Researchers say the drone industry is booming internationally and raising fears it will lead to increased warfare. Activists claim the cheap and easy access to the weapons could also potentially harm innocent civilians.

They come out of the blue… A drone is ten times cheaper than a fighter jet, it requires no pilot so there are no troop deaths to explain. It is the perfect weapon for covert CIA operations in countries like Pakistan and Afghanistan.

However, studies by independent international experts suggest that for every militant killed, as many as 15 civilians also die.

There is no way of getting exact numbers, as the CIA keeps its drones program under wraps, but the United Nations and other international organizations question the legality of the extensive use of the weapon.

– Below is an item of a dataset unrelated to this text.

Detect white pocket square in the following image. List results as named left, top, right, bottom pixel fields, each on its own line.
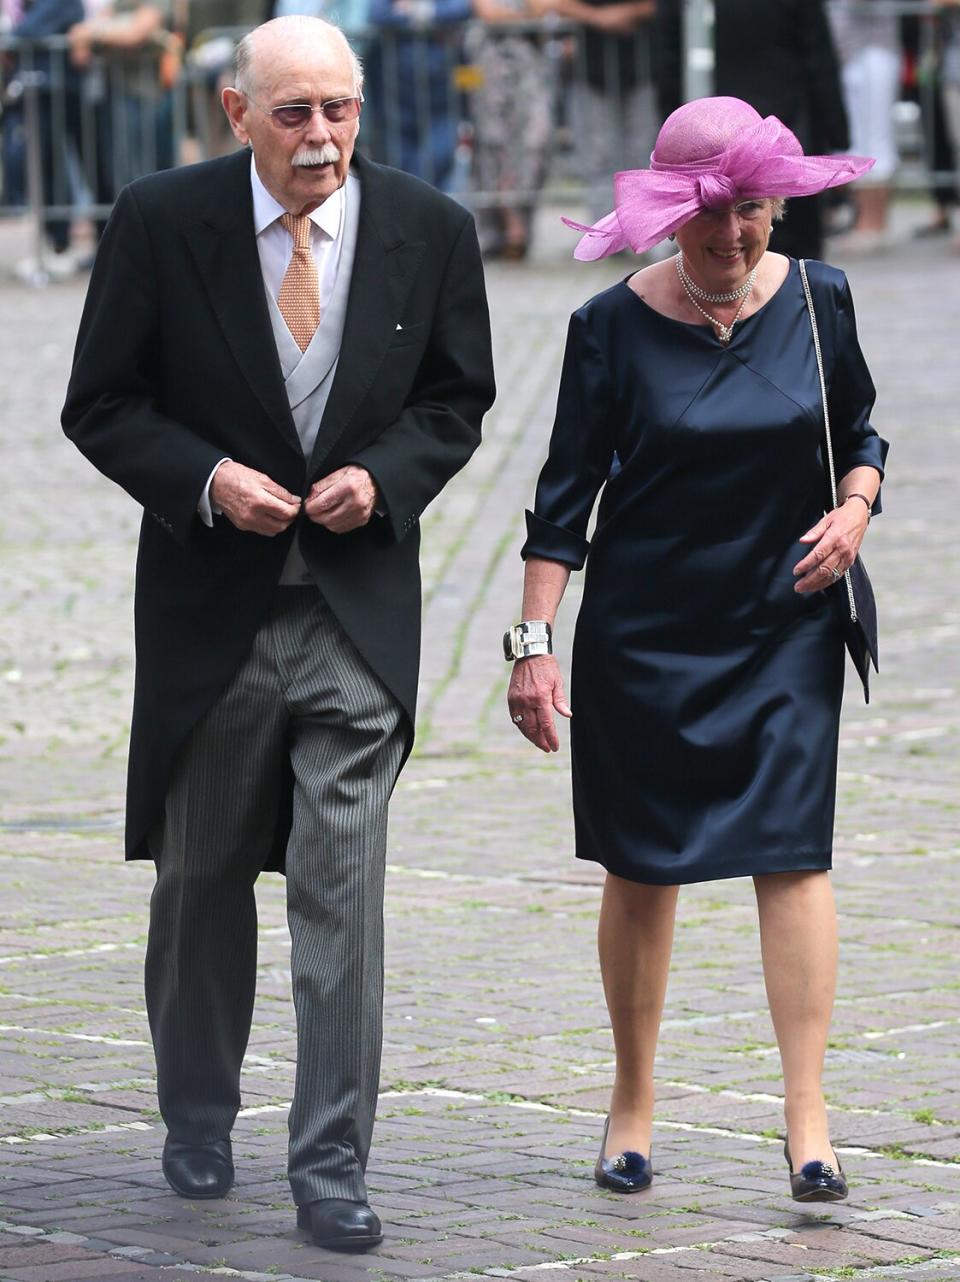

“It becomes different when you will come to an undeclared war with organization like Al Qaeda or the Taliban and you go after a person,” said Siemon Wezeman, research fellow for Stockholm International Peace Research Institute. “But who has proof that the person you are actually targeting are the terrorists? They are not in uniform.”

Still, humanitarian concerns are doing little to dampen surging international demand for drones, also known as unmanned aerial vehicles (UAVs). The military appetite is such that the market is expected to grow to a staggering 55 billion dollars within ten years. The trend worries specialists.

“With the advance of technologies, they depersonalize warfare and therefore you have people willing to use them and you have people who do not understand the consequences,” said Lawrence J. Korb, senior advisor for Center for Defense Information. “People who are flying the drones are not on the battlefield. They are not in the plane, they are thousands of miles away and when they cause destruction they do not feel it.”

Specialists say that for the drone operator, the whole operation recalls a video game. The question many ask is, if it is so easy and convenient, will it make the international powers tempted to wage more wars in the future?

“If war is cheap, then why not why use it a bit more, especially against smaller countries, organizations that in other cases you would try to sit around the table with and talk it over?” said Wezeman.

Siemon Wezeman has produced a research report on drones for the European parliament. Among his concerns are the consequences of terrorists getting hold of such weapons – a scenario some might liken to real-life and deadly robot wars.

Demonstrators outside CIA headquarters at the start of the year protested against indiscriminate killings by unmanned weaponry. They say that rather than winning wars, drones merely make more enemies by killing mostly innocent people, thus fuelling, rather than quelling, insurgencies.